É claro que muita gente cheia de boas intenções vai caindo no canto da sereia da extrema-direita, na aspiração do homem providencial. Os brasileiros tiveram o seu “mito” e os americanos o seu “homem de sucesso”, mas o resultado foi o que se viu.
A imagem que resvala para o autoritarismo, do tipo “pôr isto tudo na ordem”, não compagina com o jogo democrático, nem com o regular funcionamento das instituições. A ideia de que os políticos precisam de ser postos na ordem é populista e altamente perigosa. Já vimos este filme em 1926 e durante todo o Estado Novo. A presidência da república é um cargo político e não um posto militar e só em casos históricos muito específicos será conveniente que o país chame para aí um homem fardado.
O que os políticos precisam é de ser escrutinados pela comunicação social, pelas instituições democráticas e pelas populações, e de prestarem contas periodicamente na ida dos eleitores às urnas, o que apenas pode suceder em democracia, através de eleições livres.

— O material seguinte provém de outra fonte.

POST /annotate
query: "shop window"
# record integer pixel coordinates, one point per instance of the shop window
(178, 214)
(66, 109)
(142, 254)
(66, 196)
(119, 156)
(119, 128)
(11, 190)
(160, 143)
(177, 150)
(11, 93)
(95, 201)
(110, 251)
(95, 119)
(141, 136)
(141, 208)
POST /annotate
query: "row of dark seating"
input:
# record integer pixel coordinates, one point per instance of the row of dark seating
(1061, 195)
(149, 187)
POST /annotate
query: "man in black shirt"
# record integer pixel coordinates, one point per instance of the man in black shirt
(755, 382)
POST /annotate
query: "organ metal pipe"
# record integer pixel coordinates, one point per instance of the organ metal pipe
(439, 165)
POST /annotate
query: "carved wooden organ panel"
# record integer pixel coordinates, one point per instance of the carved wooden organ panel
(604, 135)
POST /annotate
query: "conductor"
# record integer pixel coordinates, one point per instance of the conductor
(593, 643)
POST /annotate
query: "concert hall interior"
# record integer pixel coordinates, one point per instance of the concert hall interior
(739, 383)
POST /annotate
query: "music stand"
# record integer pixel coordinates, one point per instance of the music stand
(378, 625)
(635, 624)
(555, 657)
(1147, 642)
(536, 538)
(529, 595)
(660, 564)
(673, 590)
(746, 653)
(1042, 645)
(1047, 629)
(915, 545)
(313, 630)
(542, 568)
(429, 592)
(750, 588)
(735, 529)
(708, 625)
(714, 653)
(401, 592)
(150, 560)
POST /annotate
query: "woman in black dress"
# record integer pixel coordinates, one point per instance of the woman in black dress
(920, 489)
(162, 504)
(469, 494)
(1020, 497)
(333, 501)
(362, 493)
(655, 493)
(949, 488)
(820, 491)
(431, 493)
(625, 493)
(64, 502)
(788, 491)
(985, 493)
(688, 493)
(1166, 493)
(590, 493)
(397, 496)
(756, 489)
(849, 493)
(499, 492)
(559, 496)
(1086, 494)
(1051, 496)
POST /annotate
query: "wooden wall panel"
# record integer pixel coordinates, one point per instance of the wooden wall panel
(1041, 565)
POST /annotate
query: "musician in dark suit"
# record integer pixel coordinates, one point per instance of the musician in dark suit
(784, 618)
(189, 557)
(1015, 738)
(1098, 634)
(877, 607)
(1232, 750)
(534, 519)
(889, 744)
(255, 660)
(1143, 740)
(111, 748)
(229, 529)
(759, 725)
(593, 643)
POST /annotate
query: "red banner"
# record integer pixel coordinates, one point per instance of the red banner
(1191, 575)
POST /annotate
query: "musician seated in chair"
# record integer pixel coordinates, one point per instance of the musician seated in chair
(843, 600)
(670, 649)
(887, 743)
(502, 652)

Dispensam-se homens providenciais e sebastianismos bacocos. O que faz falta é que os cidadãos cumpram os seus deveres, estejam atentos à coisa pública e que as instituições funcionem.
Há ano e meio escrevi aqui, sob o título “Deixem o vice-almirante em paz!”: “Só há uma coisa de que as pessoas gostam mais do que de fabricar heróis: é deitá-los por terra na primeira curva da estrada. Se Gouveia e Melo cair na asneira de entrar na política vai arrepender-se depressa.” Continuo a pensar exactamente do mesmo modo. Era bom para ele e para as FAA que Gouveia e Melo se colocasse claramente fora da corrida a Belém. Caso contrário vamos ter problemas pois um país não é um quartel.